This paper documents a novel procedure for assessing the vulnerability of an open-coast dune system to tsunami hazard. Geographic Information System (GIS)–based analyses of Light Detection and Ranging (LIDAR) data are employed to classify a range of dune topographies in terms of four tsunami inundation scenarios, run-up to 3, 6, 8, and 10 m above mean sea level, along the coast of Christchurch, New Zealand.

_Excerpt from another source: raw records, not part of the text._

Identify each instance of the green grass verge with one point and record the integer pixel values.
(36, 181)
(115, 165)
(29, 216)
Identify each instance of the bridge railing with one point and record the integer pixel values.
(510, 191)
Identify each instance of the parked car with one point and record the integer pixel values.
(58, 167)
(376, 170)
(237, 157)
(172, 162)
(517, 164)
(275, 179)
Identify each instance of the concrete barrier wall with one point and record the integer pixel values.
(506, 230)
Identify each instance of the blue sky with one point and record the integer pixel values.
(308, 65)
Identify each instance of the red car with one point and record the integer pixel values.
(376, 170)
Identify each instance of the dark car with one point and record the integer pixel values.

Analysis reveals two key characteristics which together define the tsunami vulnerability of a narrow vegetated dune system: (i) the elevation or average height of the dune ridge and (ii) the continuity or standard deviation of height of its longshore profile. We find that the Christchurch dune coast currently offers a high degree of protection against inundation from small to medium tsunami (run-up ≤6 m above mean sea level), with the degree of vulnerability under more extreme scenarios varying longshore in relation to the height and continuity of the dune system and its vegetation.

A tsunami inundation vulnerability index is developed to assist coastal managers in quickly assessing the relative vulnerability of sections of dune, while simultaneously identifying the nature and location of weaknesses. At the local level this index may be used to effectively allocate management resources, while at a regional level it can be used in coastal development and hazard planning. Relative to current field survey–based methods of determining tsunami inundation risk, the GIS-based procedures and vulnerability index developed here offer significant improvements in accuracy and efficiency at local to regional scales.